Attention must be paid in the presence of concurrent inflammation or in the context of scar tissue/granulation tissue formation, since reactive fibroplasia may appear cytologically similar and reactive fibroblasts may display marked features of atypia, mimicking neoplastic cells. In those cases, histopathological examination is highly recommended.

Did you know?

The Vaccine-Associated Feline Sarcoma Task Force recommends that vets and owners monitor the vaccination site for swelling or lumps using the “3-2-1” rule.

Biopsy of any mass present is warranted if it (1) remains present three months after vaccination, (2) is larger than 2cm in diameter or (3) is increasing in size one month after vaccination. It is recommended to obtain an incisional biopsy on any masses meeting any of these criteria.

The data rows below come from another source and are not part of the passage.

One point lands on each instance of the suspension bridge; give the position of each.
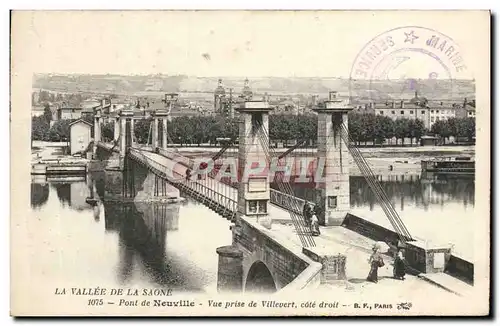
(262, 254)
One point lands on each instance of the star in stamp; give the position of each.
(409, 54)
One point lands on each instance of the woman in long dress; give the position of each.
(399, 266)
(375, 262)
(306, 212)
(314, 225)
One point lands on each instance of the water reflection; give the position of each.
(39, 194)
(136, 234)
(404, 189)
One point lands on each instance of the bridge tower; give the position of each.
(126, 132)
(116, 123)
(97, 130)
(160, 141)
(253, 188)
(333, 158)
(97, 125)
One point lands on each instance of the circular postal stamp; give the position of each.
(411, 54)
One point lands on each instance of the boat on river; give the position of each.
(450, 165)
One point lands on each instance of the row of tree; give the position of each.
(363, 128)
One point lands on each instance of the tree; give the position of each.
(47, 113)
(417, 130)
(383, 128)
(466, 128)
(441, 128)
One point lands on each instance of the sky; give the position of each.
(235, 43)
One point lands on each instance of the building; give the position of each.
(219, 95)
(66, 112)
(416, 108)
(440, 111)
(246, 93)
(80, 134)
(428, 140)
(467, 109)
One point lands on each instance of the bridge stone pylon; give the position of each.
(159, 141)
(333, 157)
(126, 134)
(97, 125)
(253, 188)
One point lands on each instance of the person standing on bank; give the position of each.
(399, 266)
(306, 212)
(375, 262)
(314, 225)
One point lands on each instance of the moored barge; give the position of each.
(450, 165)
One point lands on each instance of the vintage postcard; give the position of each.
(250, 163)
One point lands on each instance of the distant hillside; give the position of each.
(362, 89)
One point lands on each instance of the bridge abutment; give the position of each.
(333, 265)
(230, 269)
(333, 157)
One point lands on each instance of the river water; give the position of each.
(173, 245)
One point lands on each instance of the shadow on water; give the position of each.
(143, 229)
(39, 194)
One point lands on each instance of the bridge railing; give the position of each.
(176, 177)
(277, 197)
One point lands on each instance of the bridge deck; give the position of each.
(334, 240)
(276, 212)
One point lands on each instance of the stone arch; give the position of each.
(260, 279)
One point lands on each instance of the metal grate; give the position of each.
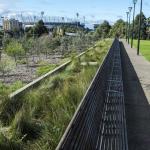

However, it is not uncommon among oncologists to start diagnostic work-up with a fine-needle aspirate, which in certain cases (as seen here), and together with the clinical picture, can provide a diagnosis of sarcoma, likely feline injecton site sarcoma, with a high degree of confidence.

References

  • Dean RS, Pfeiffer DU and Adams VJ (2013), The incidence of feline injection site sarcomas in the United Kingdom, BMC Veterinary Research 22: 9-17.
  • Hartmann K, Day MJ, Thiry E et al (2015). Feline injection-site sarcoma ABCD guidelines on prevention and management, Journal of Feline Medicine and Surgery 17(7): 606-613.
  • Roccabianca P, Schulman FY, Avallone G et al (2020). Surgical Pathology of Tumours of Domestic Animals: Tumours of Soft Tissue (Volume 3): 108-112.
  • Stone AS, Brummet GO, Carozza EM et al (2020). 2020 AAHA/AAFP Feline Vaccination Guidelines, Journal of Feline Medicine and Surgery 22(9): 813-830.